I queries the pointSize range gl.getParameter(gl.ALIASED_POINT_SIZE_RANGE) and got [1,1024] this means, that using this point to cover a texture (so it triggers the fragment shader to draw all pixels spans by the pointSize
at best, using this method i cannot render images larger then 1024x1024, ?
I guess i have to bind 2 triangles (6 points) to the fragment shader so it covers all of clipspace and then gl.viewport(x, y, width, height); will map this entire area to the output texture (frame buffer object or canvas)?
is there any other way (maybe something new in webgl2) other then using an attribute in the fragment shader?
Correct, the largest size area you can render with a single point is whatever is returned by gl.getParameter(gl.ALIASED_POINT_SIZE_RANGE)
The spec does not require any size larger than 1. The fact that your GPU/Driver/Browser returned 1024 does not mean that your users' machines will also return 1024.
note: Answering based on your history of questions
The normal thing to do in WebGL for 99% off all cases is to submit vertices. Want to draw a quad, submit 4 vertices and 6 indices or 6 vertex. Want to draw a triangle, submit 3 vertices. Want to draw a circle, submit the vertices for a circle. Want to draw a car, submit the vertices for a car or more likely submit the vertices for a wheel, draw 4 wheels with those vertices, submit the vertices for other parts of the car, draw each part of the car.
You multiply those vertices by some matrices to move, scale, rotate, and project them into 2D or 3D space. All your favorite games do this. The canvas 2D api does this via OpenGL ES internally. Chrome itself does this to render all the parts of this webpage. That's the norm. Anything else is an exception and will likely lead to limitations.
For fun, in WebGL2, there are some other things you can do. They are not the normal thing to do and they are not recommended to actually solve real world problems. They can be fun though just for the challenge.

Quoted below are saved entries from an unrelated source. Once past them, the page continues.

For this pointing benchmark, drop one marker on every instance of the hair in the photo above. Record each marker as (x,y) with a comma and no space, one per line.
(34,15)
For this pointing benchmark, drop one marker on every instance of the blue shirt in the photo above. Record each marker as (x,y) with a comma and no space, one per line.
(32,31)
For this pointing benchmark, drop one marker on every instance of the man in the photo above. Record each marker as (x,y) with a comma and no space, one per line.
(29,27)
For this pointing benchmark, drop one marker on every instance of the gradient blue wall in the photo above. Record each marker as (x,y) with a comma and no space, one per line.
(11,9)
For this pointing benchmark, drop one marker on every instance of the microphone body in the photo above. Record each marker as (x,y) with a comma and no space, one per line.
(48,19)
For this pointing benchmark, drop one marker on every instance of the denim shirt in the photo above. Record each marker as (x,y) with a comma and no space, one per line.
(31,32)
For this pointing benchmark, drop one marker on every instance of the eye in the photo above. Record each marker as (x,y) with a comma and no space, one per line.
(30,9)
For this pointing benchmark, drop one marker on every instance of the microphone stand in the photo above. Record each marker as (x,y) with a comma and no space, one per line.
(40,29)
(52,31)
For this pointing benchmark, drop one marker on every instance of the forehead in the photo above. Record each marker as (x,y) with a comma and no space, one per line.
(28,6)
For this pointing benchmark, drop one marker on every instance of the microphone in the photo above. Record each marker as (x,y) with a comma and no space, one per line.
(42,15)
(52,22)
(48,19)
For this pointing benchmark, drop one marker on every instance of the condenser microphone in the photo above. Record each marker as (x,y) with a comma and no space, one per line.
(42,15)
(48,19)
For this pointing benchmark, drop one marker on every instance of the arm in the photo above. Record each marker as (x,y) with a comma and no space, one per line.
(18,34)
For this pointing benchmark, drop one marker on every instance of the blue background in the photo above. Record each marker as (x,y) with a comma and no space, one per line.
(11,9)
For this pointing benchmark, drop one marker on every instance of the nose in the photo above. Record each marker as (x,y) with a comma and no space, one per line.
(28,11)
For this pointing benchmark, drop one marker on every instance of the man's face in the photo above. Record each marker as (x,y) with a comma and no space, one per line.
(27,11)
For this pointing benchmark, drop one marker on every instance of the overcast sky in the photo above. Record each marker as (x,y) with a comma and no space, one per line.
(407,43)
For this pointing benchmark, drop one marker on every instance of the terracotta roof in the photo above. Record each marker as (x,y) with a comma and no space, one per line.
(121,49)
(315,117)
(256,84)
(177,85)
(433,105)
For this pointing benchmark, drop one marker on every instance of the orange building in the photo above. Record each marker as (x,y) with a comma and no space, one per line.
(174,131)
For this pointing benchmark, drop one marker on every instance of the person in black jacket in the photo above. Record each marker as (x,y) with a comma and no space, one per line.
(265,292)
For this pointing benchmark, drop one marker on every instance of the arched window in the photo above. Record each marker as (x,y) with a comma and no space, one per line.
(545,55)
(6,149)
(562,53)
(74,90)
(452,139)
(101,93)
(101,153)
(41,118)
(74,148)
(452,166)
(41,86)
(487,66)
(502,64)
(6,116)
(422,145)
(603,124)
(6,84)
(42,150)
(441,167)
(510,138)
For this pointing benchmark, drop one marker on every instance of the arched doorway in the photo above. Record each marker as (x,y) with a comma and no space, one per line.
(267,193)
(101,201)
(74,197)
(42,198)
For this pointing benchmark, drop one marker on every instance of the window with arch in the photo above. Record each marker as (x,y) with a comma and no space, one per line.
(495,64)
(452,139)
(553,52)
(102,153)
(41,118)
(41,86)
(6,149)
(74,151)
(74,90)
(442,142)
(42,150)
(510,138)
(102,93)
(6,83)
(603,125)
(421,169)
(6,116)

In WebGL2 there is an global variable in the vertex shader called gl_VertexID which is the count of the vertex currently being processed. You can use that with clever math to generate vertices in the vertex shader with no other data.
Here's some code that draws a quad that covers the canvas
function main() {
const gl = document.querySelector('canvas').getContext('webgl2');
const vs = `#version 300 es
void main() {
int x = gl_VertexID % 2;
int y = (gl_VertexID / 2 + gl_VertexID / 3) % 2;
gl_Position = vec4(ivec2(x, y) * 2 - 1, 0, 1);
}
`;
const fs = `#version 300 es
precision mediump float;
out vec4 outColor;
void main() {
outColor = vec4(1, 0, 0, 1);
}
`;
// compile shaders, link program
const prg = twgl.createProgram(gl, [vs, fs]);
gl.useProgram(prg);
const count = 6;
gl.drawArrays(gl.TRIANGLES, 0, count);
}
main();
<canvas></canvas>
<script src="https://twgljs.org/dist/4.x/twgl.min.js"></script>
Example: And one that draws a circle
function main() {
const gl = document.querySelector('canvas').getContext('webgl2');
const vs = `#version 300 es
#define PI radians(180.0)
void main() {
const int TRIANGLES_AROUND_CIRCLE = 100;
int triangleId = gl_VertexID / 3;
int pointId = gl_VertexID % 3;
int pointIdOffset = pointId % 2;
float angle = float((triangleId + pointIdOffset) * 2) * PI /
float(TRIANGLES_AROUND_CIRCLE);
float radius = 1. - step(1.5, float(pointId));
float x = sin(angle) * radius;
float y = cos(angle) * radius;
gl_Position = vec4(x, y, 0, 1);
}
`;
const fs = `#version 300 es
precision mediump float;
out vec4 outColor;
void main() {
outColor = vec4(1, 0, 0, 1);
}
`;
// compile shaders, link program
const prg = twgl.createProgram(gl, [vs, fs]);
gl.useProgram(prg);
const count = 300; // 100 triangles, 3 points each
gl.drawArrays(gl.TRIANGLES, 0, 300);
}
main();
<canvas></canvas>
<script src="https://twgljs.org/dist/4.x/twgl.min.js"></script>
There is an entire website based on this idea. The site is based on the puzzle of making pretty pictures given only an id for each vertex. It's the vertex shader equivalent of shadertoy.com. On Shadertoy.com the puzzle is basically given only gl_FragCoord as input to a fragment shader write a function to draw something interesting.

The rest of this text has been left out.